Nas margens do Tejo e do Sorraia, em Muge, foram descobertos, já no século XIX, os célebres concheiros mesolíticos — autênticas bibliotecas naturais onde se acumulam conchas, ossadas e objetos de comunidades que viveram há cerca de sete a oito mil anos. Foi nesse contexto que surgiu o esqueleto de um cão, mais tarde guardado no Museu Nacional de Arqueologia, em Lisboa, durante décadas. Uma presença silenciosa, à espera de que a ciência tivesse ferramentas para contar a sua história.
E essa história começou a ser contada agora. Graças a análises tecnológicas recentes, sabemos que o animal teria vivido entre 2 e 6 anos de idade. Mais revelador ainda: foi depositado com cuidado, num gesto que transcende o simples descarte de restos animais. A arqueologia mostra-nos, com rigor quase científico, aquilo que o coração humano já adivinhava: há milhares de anos, os homens do Mesolítico olhavam para os cães não apenas como auxiliares de caça, mas como companheiros, dignos de afeto e de memória.
Este dado comove porque nos humaniza. Em Muge, muito antes de a agricultura se consolidar, muito antes das cidades e dos impérios, alguém se inclinou sobre o corpo de um cão e decidiu dar-lhe um fim digno. Esse gesto, conservado no silêncio das areias e conchas do Ribatejo, é um testemunho de proximidade, de confiança e até, diria, de amor.
Não se trata, portanto, apenas de um achado arqueológico. Trata-se de um símbolo da antiguidade da ligação entre o homem e o cão. Uma ligação que continua a marcar-nos, seja no campo ribatejano, nas cidades ou nas nossas casas. Ao olharmos para o “Cão de Muge”, reconhecemos que a amizade entre espécies atravessa o tempo como uma das mais belas constantes da condição humana.

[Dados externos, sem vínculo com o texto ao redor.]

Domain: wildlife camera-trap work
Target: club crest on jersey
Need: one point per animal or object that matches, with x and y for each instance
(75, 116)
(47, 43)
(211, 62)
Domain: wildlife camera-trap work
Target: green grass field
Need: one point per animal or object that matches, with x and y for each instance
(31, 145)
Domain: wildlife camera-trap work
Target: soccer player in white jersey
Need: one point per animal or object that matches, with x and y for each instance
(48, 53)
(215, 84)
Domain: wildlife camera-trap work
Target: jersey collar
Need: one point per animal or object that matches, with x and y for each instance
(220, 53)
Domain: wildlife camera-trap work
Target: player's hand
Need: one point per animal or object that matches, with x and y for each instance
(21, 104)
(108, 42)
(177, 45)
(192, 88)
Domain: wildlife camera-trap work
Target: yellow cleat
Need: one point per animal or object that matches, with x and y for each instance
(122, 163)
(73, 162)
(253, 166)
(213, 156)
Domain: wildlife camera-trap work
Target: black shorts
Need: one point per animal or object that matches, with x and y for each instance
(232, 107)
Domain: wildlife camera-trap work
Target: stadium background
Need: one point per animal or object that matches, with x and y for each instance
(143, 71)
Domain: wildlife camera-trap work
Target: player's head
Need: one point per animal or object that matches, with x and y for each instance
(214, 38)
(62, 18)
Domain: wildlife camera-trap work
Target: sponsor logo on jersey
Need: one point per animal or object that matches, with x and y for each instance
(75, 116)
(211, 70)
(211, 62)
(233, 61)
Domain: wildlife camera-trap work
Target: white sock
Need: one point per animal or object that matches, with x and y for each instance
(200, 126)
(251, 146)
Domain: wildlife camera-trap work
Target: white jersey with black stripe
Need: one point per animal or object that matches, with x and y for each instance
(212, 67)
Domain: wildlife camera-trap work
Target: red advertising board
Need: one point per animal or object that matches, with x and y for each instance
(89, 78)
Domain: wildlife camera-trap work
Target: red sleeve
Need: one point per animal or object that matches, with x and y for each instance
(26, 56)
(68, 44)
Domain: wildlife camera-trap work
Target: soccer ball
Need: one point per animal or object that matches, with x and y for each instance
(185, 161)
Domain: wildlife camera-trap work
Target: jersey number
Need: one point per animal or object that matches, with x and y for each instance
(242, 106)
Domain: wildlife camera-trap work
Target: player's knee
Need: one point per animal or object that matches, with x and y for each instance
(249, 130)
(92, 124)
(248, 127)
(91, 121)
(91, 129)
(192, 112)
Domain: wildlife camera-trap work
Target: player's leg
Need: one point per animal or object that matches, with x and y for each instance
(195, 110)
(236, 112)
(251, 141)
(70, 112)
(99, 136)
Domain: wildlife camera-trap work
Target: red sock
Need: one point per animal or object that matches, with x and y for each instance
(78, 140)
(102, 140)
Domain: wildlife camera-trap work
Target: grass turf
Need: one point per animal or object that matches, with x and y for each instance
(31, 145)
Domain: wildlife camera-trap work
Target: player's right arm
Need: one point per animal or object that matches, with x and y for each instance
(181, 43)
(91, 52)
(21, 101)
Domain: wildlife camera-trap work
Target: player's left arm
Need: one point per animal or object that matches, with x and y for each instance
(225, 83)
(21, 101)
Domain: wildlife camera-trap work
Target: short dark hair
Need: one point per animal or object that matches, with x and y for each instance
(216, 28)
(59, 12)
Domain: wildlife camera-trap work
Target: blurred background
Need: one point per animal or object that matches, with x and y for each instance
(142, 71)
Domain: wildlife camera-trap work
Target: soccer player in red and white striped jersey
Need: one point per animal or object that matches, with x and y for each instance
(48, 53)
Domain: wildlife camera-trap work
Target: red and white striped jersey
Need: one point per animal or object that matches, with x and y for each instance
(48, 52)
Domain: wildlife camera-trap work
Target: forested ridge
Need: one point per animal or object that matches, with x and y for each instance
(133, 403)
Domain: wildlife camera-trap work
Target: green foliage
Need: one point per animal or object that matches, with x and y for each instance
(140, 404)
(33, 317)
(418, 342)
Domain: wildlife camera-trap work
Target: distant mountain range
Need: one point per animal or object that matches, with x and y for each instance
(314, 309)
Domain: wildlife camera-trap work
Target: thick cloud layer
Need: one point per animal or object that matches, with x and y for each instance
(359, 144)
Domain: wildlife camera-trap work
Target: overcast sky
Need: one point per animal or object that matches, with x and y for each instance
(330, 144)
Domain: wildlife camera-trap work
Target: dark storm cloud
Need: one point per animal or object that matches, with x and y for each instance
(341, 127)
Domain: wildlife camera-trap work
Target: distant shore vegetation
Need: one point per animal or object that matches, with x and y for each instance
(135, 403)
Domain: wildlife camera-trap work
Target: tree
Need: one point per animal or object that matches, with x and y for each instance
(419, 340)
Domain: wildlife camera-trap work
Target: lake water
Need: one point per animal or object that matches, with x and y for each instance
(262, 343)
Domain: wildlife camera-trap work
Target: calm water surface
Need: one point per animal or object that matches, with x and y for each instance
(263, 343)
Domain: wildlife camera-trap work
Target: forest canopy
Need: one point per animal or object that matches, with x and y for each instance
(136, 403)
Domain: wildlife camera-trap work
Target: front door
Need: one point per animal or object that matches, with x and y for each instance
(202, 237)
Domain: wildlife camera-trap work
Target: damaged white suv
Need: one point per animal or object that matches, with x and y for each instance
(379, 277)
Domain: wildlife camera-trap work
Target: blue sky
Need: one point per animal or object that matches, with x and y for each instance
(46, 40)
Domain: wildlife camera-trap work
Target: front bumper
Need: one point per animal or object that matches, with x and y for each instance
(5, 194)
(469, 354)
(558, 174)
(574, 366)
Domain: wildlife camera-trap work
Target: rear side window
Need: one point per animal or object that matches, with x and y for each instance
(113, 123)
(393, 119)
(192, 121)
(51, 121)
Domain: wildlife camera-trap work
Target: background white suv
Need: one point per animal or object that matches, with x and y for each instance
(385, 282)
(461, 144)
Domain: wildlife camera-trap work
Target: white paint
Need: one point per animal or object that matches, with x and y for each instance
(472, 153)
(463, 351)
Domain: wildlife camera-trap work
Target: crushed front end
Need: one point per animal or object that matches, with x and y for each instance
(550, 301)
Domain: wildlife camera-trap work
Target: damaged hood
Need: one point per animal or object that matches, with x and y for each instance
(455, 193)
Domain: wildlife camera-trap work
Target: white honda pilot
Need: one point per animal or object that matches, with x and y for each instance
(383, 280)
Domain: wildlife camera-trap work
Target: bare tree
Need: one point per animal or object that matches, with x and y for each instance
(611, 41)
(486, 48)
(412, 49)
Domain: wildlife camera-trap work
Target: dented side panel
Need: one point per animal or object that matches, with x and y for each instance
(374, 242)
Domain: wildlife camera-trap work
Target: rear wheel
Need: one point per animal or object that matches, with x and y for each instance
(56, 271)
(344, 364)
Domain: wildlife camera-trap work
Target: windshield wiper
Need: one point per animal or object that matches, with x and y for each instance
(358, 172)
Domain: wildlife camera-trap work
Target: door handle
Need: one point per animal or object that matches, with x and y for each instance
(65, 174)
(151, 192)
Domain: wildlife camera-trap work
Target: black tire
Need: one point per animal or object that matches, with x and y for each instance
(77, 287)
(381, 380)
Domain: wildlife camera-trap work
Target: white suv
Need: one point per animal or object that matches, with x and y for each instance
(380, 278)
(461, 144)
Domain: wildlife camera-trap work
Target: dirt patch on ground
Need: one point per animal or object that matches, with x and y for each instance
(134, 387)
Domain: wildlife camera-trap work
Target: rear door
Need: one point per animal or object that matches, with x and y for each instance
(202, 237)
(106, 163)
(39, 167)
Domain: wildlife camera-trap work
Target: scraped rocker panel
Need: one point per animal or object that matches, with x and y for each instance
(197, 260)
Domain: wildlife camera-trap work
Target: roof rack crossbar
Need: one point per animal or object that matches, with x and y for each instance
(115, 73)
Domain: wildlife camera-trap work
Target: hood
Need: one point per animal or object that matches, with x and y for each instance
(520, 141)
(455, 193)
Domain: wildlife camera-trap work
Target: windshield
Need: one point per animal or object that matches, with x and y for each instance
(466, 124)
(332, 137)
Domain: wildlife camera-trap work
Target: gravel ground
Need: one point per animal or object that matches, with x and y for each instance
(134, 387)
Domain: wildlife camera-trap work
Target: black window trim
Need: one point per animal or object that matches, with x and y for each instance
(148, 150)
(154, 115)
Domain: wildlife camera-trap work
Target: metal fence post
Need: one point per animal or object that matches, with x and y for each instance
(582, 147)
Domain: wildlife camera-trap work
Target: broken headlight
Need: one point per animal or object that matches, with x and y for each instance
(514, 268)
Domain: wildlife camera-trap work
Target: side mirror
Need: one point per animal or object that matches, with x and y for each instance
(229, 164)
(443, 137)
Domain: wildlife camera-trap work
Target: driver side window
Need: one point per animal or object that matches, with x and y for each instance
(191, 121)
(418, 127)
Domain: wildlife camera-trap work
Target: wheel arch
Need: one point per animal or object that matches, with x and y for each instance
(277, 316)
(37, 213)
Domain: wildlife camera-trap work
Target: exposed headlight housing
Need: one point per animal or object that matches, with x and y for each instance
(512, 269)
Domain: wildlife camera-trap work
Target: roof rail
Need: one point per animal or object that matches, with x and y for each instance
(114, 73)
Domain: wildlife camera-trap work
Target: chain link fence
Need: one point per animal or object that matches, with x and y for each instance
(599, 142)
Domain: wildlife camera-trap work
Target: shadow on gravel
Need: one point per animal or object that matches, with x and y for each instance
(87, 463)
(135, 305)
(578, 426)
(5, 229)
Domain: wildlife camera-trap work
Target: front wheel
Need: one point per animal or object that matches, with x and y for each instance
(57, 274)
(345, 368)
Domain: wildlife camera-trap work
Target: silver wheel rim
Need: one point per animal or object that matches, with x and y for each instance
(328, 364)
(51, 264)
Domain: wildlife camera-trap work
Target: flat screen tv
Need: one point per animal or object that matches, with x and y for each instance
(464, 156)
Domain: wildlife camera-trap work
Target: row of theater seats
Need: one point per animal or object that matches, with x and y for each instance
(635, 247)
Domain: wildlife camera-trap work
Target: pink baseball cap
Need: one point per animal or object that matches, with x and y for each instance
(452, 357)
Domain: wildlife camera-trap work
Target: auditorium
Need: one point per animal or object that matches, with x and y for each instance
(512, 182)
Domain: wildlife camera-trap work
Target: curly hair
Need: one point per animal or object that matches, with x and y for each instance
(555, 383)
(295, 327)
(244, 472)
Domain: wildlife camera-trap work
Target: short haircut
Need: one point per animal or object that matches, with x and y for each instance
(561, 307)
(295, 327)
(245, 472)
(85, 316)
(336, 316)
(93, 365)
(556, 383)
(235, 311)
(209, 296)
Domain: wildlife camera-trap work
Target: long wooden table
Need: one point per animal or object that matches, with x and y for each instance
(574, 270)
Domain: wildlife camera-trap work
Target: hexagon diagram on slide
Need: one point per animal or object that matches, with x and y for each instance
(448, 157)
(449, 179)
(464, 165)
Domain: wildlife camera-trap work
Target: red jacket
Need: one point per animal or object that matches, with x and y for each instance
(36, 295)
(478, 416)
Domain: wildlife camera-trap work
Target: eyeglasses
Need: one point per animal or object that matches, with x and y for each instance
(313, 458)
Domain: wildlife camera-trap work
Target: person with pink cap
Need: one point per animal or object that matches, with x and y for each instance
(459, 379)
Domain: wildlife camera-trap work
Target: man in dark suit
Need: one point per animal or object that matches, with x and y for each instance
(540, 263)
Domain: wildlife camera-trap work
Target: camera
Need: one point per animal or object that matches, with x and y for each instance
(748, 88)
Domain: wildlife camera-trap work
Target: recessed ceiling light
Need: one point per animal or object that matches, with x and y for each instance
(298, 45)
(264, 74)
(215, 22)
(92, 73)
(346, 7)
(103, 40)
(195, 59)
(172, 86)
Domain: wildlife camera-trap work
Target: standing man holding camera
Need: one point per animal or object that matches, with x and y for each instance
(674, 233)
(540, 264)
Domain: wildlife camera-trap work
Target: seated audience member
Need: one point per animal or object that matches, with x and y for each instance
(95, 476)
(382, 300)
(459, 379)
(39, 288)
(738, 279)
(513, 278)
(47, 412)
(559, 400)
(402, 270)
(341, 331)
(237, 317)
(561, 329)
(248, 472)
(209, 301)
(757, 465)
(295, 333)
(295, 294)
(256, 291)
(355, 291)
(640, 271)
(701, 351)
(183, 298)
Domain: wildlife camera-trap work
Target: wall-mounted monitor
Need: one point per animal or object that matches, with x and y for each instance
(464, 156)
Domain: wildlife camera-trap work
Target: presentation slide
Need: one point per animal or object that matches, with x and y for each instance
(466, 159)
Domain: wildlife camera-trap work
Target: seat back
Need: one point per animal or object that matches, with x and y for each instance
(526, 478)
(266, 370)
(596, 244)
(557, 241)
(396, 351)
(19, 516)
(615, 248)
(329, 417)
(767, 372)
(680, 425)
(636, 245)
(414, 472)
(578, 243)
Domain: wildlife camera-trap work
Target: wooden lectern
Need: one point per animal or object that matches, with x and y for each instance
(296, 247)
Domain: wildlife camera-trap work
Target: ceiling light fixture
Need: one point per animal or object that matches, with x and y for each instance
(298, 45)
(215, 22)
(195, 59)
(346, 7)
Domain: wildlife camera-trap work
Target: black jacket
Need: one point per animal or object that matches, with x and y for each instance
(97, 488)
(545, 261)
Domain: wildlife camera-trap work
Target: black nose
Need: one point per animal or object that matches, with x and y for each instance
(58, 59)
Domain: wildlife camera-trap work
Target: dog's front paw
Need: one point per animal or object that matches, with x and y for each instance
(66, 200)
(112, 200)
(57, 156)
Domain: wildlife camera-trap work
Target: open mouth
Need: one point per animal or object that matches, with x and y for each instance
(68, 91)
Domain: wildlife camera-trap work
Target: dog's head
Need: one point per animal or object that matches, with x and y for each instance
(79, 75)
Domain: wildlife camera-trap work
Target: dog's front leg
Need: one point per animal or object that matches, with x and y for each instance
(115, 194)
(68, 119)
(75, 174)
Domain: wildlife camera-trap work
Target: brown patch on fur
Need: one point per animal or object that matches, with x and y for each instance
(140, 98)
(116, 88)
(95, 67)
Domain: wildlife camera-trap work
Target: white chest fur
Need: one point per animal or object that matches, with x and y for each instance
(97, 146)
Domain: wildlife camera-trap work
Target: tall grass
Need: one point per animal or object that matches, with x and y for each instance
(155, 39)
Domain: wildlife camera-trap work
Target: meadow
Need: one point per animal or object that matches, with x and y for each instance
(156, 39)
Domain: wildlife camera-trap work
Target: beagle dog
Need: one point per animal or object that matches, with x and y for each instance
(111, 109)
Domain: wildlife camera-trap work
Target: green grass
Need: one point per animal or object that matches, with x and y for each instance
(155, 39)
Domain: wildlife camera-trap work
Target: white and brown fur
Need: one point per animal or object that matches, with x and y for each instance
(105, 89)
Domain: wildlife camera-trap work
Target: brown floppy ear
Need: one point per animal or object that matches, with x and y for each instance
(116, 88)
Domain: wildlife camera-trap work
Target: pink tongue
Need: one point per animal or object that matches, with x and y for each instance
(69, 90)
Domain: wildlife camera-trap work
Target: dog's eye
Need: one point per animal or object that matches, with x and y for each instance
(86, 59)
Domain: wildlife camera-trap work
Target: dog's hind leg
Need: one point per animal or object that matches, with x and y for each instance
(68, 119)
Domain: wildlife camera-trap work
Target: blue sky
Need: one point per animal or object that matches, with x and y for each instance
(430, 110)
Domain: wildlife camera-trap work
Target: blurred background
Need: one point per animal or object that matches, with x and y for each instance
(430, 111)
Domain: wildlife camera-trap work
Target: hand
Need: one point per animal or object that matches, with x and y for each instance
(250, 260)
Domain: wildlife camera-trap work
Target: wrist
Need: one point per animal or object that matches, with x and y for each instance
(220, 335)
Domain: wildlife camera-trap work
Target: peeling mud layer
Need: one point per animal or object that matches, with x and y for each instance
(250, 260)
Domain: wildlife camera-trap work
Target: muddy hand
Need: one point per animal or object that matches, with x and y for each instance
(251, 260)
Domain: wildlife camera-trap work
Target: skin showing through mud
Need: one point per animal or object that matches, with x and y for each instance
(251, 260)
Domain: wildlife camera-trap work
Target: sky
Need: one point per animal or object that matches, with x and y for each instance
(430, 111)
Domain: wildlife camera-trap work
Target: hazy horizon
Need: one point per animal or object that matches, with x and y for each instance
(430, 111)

O Ribatejo, terra de rios e de memórias, não nos dá apenas paisagens férteis e tradições vivas. Dá-nos também esta janela para um passado remoto que continua a iluminar o presente. O “Cão pré-histórico português” é, assim, um motivo de orgulho para todos nós: mostra ao mundo que, aqui, na beira do Sorraia, nasceu uma das mais antigas histórias de amizade da humanidade.